Reasonable royalties represent the lower estimate of damages in patent infringement cases. The determination of a reasonable royalty can be a very complicated calculation that can be based on as many as 16, which include:

1. Any royalties received by the licensor for the licensing of the patent-in-suit, proving or tending to prove an established royalty.

2. The rates paid by infringer to license other patents comparable to the patent-in-suit.

3. The nature and scope of the license, as exclusive or non-exclusive, or as restricted or non-restricted in terms of its territory or with respect to whom the manufactured product may be sold.

4. The licensor’s established policy and marketing program to maintain its right to exclude others from using the patented invention by not licensing others to use the invention, or by granting licenses under special conditions designed to preserve that exclusivity.

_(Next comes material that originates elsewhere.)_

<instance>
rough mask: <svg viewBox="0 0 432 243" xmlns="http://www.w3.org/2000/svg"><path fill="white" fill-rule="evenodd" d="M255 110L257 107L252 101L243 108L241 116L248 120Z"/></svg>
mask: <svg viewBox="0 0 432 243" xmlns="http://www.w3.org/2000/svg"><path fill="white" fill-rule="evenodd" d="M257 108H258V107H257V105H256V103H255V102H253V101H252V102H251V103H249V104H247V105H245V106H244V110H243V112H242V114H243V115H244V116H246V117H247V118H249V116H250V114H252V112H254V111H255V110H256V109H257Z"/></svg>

5. The commercial relationship between the licensor and the licensee, such as whether or not they are competitors in the same territory in the same line of business.

6. The effect of selling the patented product or method in promoting other sales of the licensee; the existing value of the invention to the licensor as a generator of sales of its non-patented items; and the extent of such collateral sales.

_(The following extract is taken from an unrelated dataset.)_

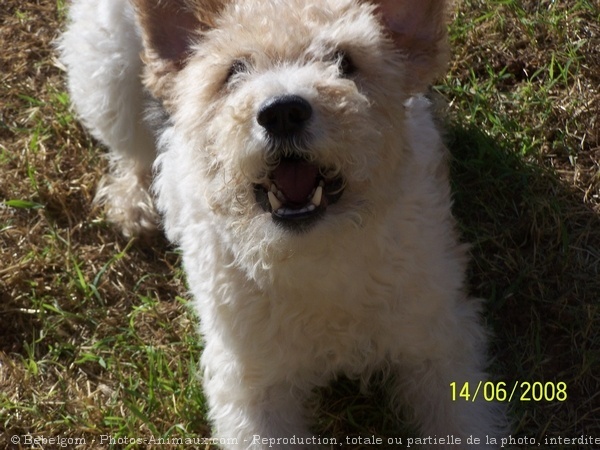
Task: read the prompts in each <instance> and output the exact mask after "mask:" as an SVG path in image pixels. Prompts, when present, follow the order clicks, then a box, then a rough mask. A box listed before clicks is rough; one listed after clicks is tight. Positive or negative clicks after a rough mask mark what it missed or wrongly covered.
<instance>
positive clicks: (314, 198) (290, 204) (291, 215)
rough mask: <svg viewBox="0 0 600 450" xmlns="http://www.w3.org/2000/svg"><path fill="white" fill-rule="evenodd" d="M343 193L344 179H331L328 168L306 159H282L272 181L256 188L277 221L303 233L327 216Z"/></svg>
mask: <svg viewBox="0 0 600 450" xmlns="http://www.w3.org/2000/svg"><path fill="white" fill-rule="evenodd" d="M343 191H344V179H343V178H342V177H341V176H328V170H327V169H325V168H323V167H320V166H318V165H316V164H314V163H312V162H310V161H307V160H305V159H302V158H283V159H281V160H280V161H279V163H278V164H277V165H276V166H275V167H274V168H273V170H272V171H271V172H270V173H269V177H268V181H267V182H266V183H263V184H257V185H255V187H254V192H255V194H256V201H257V202H258V204H259V205H260V206H261V207H262V208H263V210H265V211H267V212H270V213H271V216H272V218H273V220H274V221H275V222H278V223H280V224H282V225H284V226H287V227H290V228H295V229H297V230H300V231H301V230H305V229H306V228H307V227H308V226H310V225H313V224H314V223H315V222H316V221H317V220H318V219H320V218H321V217H323V215H324V213H325V210H326V209H327V206H328V205H331V204H333V203H335V202H337V201H338V200H339V199H340V197H341V196H342V192H343Z"/></svg>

7. The duration of the term for the patent and the term of the license.

8. The established profitability of the product made under the patent-in-suit, its commercial success and its popularity.

9. The utility and advantages of the patented invention over the old modes or devices, if any, that had been used for achieving similar results.

10. The nature of the patented invention; the character of the commercial embodiment of it as owned and produced by or for the licensor; and the benefits to those who have used the invention.

11. The extent to which the infringer has made use of the invention and any evidence that shows the value of that use.

12. The portion of the profit or of the selling price that may be customary in the particular business or in comparable businesses to allow for the use of the invention or analogous inventions.

13. The portion of the profit that arises from the patented invention itself as opposed to profit arising from unpatented features, such as the manufacturing process, business risks, or significant features or improvements added by the accused infringer.

14. The opinion testimony of qualified experts.

15. The amount that a licensor and a licensee would have agreed upon (at the time the infringement began) if both sides had been reasonably and voluntarily trying to reach an agreement; that is, the amount that a prudent licensee — who desired, as a business proposition, to obtain a license to manufacture and sell a particular article embodying the patented invention — would have been willing to pay as a royalty and yet be able to make a reasonable profit and that the amount would have been acceptable by a patentee who was willing to grant a license.

16. Any other economic factor that a normally prudent business person would, under similar circumstances, take into consideration in negotiating the hypothetical license.

These factors are intended to reflect a royalty amount that a hypothetical licensor and a hypothetical licensee would agree to in absence of a patent-infringement lawsuit. The factors can be influenced heavily by prior licensing activity by the patent owner.

These factors are commonly referred to as the “Georgia-Pacific” factors due to the seminal case Georgia-Pacific Corp. v. United States Plywood Corp., 318 F. Supp. 1116 (S.D.N.Y. 1970).